Document API Documentation¶
The document module provides classes for working with text documents and their metadata.
Overview¶
The document classes provide:
- Text: A wrapper for text strings with metadata
- TextMetaData: Container for document metadata
- MetaData: Base metadata container
Classes¶
MetaData¶
Base class for managing metadata.
Constructor¶
Parameters:
- key_data (dict): Mandatory metadata dictionary
- **kwargs: Additional optional metadata
Example:
metadata = MetaData(
{"author": "John Doe", "type": "article"},
created="2024-01-01",
tags=["python", "documentation"]
)
Properties¶
data¶
Returns the complete metadata dictionary.Example:
meta = MetaData({"title": "Document"}, version=1)

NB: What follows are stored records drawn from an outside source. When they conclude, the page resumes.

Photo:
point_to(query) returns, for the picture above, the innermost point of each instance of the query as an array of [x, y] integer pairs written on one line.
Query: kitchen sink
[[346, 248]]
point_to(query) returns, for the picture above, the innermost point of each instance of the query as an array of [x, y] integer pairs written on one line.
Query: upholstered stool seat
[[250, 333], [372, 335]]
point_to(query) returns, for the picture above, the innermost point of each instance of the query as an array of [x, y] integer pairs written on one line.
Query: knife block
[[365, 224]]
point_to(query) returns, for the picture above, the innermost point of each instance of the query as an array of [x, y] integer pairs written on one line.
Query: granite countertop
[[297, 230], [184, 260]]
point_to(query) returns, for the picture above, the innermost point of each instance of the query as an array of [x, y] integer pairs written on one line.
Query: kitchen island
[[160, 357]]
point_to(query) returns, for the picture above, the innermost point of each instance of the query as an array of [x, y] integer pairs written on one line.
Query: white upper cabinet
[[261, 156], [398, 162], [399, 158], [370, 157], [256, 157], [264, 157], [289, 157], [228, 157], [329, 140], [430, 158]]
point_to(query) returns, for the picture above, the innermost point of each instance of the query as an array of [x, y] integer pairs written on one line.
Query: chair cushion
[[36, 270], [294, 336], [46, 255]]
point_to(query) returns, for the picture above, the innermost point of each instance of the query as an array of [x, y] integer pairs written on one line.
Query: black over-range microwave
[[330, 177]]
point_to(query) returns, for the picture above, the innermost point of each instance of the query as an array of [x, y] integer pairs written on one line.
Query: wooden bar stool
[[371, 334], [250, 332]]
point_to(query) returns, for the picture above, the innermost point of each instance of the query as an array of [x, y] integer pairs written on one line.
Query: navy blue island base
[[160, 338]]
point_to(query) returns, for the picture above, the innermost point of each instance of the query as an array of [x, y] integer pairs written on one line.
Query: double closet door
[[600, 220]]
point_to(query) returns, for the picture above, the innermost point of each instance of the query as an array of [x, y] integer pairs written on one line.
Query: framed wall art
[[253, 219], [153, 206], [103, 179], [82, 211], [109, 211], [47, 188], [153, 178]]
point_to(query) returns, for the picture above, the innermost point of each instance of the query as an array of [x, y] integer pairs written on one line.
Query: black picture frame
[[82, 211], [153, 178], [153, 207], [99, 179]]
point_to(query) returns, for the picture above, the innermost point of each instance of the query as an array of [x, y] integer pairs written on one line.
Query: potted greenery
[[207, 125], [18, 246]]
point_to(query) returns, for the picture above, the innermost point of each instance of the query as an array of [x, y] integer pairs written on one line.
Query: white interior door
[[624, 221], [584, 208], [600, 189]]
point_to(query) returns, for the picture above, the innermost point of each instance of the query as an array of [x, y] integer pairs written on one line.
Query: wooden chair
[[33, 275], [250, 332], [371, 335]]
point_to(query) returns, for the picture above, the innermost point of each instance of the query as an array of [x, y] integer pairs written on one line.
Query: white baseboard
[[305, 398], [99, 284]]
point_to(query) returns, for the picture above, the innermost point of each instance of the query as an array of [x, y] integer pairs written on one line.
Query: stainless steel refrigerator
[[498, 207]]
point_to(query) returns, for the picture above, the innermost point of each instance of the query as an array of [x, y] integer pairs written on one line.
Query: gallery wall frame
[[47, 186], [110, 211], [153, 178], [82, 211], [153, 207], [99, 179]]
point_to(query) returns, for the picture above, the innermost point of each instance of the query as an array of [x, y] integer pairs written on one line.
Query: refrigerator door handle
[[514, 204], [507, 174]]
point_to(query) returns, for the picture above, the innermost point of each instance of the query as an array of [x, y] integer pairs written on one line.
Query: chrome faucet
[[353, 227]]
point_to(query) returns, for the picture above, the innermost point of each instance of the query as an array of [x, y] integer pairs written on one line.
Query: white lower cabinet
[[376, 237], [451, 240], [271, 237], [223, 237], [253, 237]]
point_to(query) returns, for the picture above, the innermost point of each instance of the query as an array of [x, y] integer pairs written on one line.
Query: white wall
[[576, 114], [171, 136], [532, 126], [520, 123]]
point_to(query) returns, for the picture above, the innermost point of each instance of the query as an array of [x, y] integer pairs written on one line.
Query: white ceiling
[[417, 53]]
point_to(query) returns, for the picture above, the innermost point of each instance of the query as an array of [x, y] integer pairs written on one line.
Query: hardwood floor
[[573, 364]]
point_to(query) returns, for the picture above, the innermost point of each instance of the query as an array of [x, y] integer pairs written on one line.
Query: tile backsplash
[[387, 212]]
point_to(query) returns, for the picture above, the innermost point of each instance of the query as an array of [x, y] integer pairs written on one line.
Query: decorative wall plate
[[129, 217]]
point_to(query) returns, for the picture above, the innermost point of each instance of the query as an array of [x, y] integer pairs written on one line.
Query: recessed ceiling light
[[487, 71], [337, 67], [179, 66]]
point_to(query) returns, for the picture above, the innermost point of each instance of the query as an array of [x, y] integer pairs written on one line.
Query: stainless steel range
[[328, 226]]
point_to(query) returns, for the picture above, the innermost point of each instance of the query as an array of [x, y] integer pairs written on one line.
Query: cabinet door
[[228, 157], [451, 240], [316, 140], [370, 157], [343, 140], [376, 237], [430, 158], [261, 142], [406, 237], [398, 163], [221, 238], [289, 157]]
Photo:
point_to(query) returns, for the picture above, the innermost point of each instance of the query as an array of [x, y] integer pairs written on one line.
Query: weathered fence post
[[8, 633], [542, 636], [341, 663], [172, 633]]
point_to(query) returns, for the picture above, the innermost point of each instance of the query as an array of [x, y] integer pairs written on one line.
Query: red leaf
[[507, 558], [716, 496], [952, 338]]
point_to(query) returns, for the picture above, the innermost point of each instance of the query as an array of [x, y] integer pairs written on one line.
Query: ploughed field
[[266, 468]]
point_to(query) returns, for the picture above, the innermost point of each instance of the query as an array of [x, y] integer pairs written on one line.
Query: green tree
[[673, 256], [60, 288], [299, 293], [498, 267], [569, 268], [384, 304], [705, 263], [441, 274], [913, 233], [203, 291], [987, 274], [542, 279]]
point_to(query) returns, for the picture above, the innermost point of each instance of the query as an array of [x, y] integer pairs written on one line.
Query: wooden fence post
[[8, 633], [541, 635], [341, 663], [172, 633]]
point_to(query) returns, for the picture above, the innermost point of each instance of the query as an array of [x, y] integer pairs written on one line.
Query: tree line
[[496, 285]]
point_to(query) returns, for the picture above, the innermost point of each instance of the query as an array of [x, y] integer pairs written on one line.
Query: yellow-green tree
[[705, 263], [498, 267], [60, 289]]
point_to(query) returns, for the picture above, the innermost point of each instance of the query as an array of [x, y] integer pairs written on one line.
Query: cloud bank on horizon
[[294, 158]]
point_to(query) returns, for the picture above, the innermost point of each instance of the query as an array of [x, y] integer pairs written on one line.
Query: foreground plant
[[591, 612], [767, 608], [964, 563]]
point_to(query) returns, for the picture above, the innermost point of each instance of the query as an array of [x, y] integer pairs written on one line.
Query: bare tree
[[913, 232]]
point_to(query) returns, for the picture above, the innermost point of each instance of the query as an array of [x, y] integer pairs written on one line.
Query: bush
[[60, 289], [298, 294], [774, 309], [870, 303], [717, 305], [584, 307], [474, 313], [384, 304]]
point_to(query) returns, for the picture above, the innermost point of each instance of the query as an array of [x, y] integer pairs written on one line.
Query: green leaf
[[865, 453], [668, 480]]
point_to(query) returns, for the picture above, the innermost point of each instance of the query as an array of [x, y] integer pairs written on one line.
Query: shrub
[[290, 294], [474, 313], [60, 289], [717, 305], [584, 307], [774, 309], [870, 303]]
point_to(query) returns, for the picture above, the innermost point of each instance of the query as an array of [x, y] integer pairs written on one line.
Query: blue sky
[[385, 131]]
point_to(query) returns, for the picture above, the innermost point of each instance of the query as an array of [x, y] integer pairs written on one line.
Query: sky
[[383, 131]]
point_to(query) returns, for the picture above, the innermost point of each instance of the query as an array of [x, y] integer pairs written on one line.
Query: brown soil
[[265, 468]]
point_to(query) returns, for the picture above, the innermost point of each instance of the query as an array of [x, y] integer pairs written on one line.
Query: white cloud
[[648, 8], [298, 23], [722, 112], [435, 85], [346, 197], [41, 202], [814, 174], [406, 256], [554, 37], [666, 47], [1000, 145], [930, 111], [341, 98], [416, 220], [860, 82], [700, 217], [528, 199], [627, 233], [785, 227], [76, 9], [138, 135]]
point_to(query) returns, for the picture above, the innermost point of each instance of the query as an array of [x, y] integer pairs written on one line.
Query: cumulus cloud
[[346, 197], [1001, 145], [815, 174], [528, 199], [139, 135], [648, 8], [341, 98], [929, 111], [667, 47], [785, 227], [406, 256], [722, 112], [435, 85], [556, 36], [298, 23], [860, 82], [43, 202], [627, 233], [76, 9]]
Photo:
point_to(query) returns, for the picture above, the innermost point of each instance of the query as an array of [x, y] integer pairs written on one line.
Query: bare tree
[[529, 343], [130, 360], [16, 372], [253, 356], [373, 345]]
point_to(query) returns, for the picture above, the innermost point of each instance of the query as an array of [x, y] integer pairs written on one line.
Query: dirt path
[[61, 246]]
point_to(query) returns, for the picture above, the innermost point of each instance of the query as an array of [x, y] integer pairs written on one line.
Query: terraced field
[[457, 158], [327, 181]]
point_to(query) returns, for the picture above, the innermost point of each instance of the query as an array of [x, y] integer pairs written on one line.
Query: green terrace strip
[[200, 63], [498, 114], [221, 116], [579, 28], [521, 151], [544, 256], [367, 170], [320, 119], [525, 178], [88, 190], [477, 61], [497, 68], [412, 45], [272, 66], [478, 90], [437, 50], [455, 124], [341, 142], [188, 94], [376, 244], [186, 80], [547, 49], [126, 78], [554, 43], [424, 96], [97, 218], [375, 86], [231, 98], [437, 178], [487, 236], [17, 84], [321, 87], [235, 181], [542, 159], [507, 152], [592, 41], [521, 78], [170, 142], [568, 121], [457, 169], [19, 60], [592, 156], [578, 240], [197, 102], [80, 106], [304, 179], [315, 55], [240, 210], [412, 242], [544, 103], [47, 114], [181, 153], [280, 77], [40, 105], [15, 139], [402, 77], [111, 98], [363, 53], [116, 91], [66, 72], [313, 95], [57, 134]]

print(meta.data) # {"title": "Document", "version": 1}
Methods¶
get_value()¶
Retrieves a metadata value with a fallback.Parameters:
- attribute (str): The metadata key to retrieve
- missing (Any): Value to return if key not found
Example:
meta = MetaData({"title": "My Document"})
print(meta.get_value("title")) # "My Document"
print(meta.get_value("author", "Unknown")) # "Unknown"
TextMetaData¶
Specialized metadata container for text documents.
Constructor¶
Parameters:
- text_id (Any): Unique identifier for the text
- text_label (str): Label for the text type (default: "text")
- **kwargs: Additional metadata
Example:
metadata = TextMetaData(
text_id=123,
text_label="article",
title="Introduction to Python",
author="Jane Smith",
created="2024-01-15"
)
Properties¶
text_id¶
Returns the text identifier.text_label¶
Returns the text label.Example:
meta = TextMetaData(text_id="doc_001", text_label="tutorial")
print(meta.text_id) # "doc_001"
print(meta.text_label) # "tutorial"
Text¶
Main class for text documents with metadata.
Constructor¶
Parameters:
- text (str): The text content
- metadata (TextMetaData | None): Document metadata
Example:
# With metadata
metadata = TextMetaData(text_id=1, text_label="article")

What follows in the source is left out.